ECB’s Schnabel: Can’t Look Through Energy Price Rises if They Threaten Price Stability
8 January 2022
By David Barwick – FRANKFURT (Econostream) – The European Central Bank may need to ditch the traditional practice of ignoring passing deviations of inflation from its target when these are driven by energy prices, ECB Executive Board member Isabel Schnabel said Saturday.
In a speech at the American Finance Association 2022 Virtual Annual Meeting, Schnabel said that the energy transition was a source of upside risk to the ECB’s medium-term inflation projection.
‘Monetary policy, for its part, cannot afford to look through energy price increases if they pose a risk to medium-term price stability’, she said. ‘This could be the case if prospects of persistently rising energy prices contribute to a deanchoring of inflation expectations, or if underlying price pressures threaten to lift inflation above our 2% target as rising carbon prices and the associated shifts in economic activity boost rather than suppress growth, employment and aggregate demand over the medium term.’
Energy prices have historically often risen and fallen at similar speeds, but the energy transition may limit their ability to decline in the future, she said. This will oblige monetary policymakers ‘to assess whether the green transition poses risks to price stability and to which extent deviations from their inflation target due to a rise in the contribution from energy to headline inflation are tolerable and consistent with their price stability mandates’, she said. ‘[T]here are instances in which central banks will need to break with the prevailing consensus that monetary policy should look through rising energy prices so as to secure price stability over the medium term.’
The technical assumptions underlying the ECB’s central scenario in which high energy prices calm down over the forecast horizon ‘are surrounded by significant uncertainty’, she said, given the poor predictive ability of the relevant futures prices.
Experience does not support the view that energy would not contribute to headline inflation next year and the year after, she said, noting that over the last two decades, the energy contribution to annual HICP was 0.3 point.
‘Sensitivity analysis conducted by Eurosystem staff suggests that it is enough for oil prices to remain at November 2021 levels for HICP inflation in 2024 to reach our target’, she said.
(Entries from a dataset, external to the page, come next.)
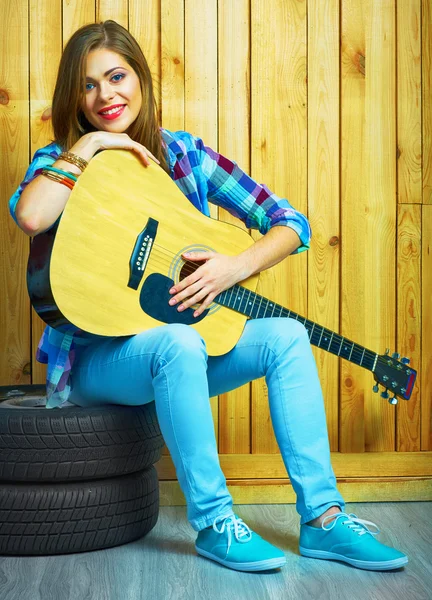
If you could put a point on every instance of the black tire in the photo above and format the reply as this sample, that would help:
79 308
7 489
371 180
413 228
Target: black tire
61 518
73 443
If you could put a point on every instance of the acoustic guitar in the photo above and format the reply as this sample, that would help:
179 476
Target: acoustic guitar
107 264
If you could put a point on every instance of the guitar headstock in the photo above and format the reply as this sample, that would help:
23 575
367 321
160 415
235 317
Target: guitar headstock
395 375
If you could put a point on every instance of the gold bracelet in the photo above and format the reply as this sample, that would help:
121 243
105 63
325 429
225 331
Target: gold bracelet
58 179
74 159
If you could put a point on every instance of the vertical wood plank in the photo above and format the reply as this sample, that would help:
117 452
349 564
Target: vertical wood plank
426 363
75 15
279 156
201 70
426 99
201 98
145 26
14 150
409 320
409 101
323 190
234 142
45 54
380 215
172 51
368 213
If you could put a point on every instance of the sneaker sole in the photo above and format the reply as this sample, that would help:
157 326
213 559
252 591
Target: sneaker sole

The political will behind a massive energy transition suggests this could easily understate actual developments, she said.
‘Potentially protracted supply and demand imbalances related to “transition fuels”, such as gas, as well as the fact that carbon prices are likely to rise further, and to extend to more economic sectors, mean that the contribution of energy and electricity prices to consumer price inflation could be above – rather than below – its historical norm in the medium term’, she said. ‘The energy transition therefore poses measurable upside risks to our baseline projection of inflation over the medium term.’
Should energy prices thus boost inflation for longer than expected, the ECB ‘would need to change course’ in terms of monetary policy ‘if we were to detect signs that inflation expectations have become de-anchored’ or ‘if the nature of the shock were to change’ such that the energy price rise was no longer akin to an adverse oil supply shock, she said.
Either of these could easily occur, she argued. Consumers’ expectations are significantly influenced by frequently purchased goods such as energy, she said. ‘So far, however, there are no signs of broader second-round effects’, she said.
‘But in an environment of large excess savings and protracted supply disruptions, the energy transition may lead to inflation remaining higher for longer, thereby potentially raising the risks of inflation expectations destabilising’, she said. ‘In this case, monetary policy would need to respond to, rather than look through, higher inflation to preserve price stability over the medium term.’
As for the nature of the price shock, the economic transformation of the energy transition ‘is expected to boost, rather than weigh on, economic growth and thereby support wages and aggregate demand’, she said, while ‘[a]n emerging strand of empirical evidence finds no robust negative effects of carbon taxes on GDP growth and employment. If anything, the evidence is consistent with a modest positive impact.’
‘As such, if the future path of energy prices threatens to push headline inflation above our target in the medium term, and if growth and demand prospects remain consistent with firm underlying price pressures, monetary policy needs to act to defend price stability’, she said.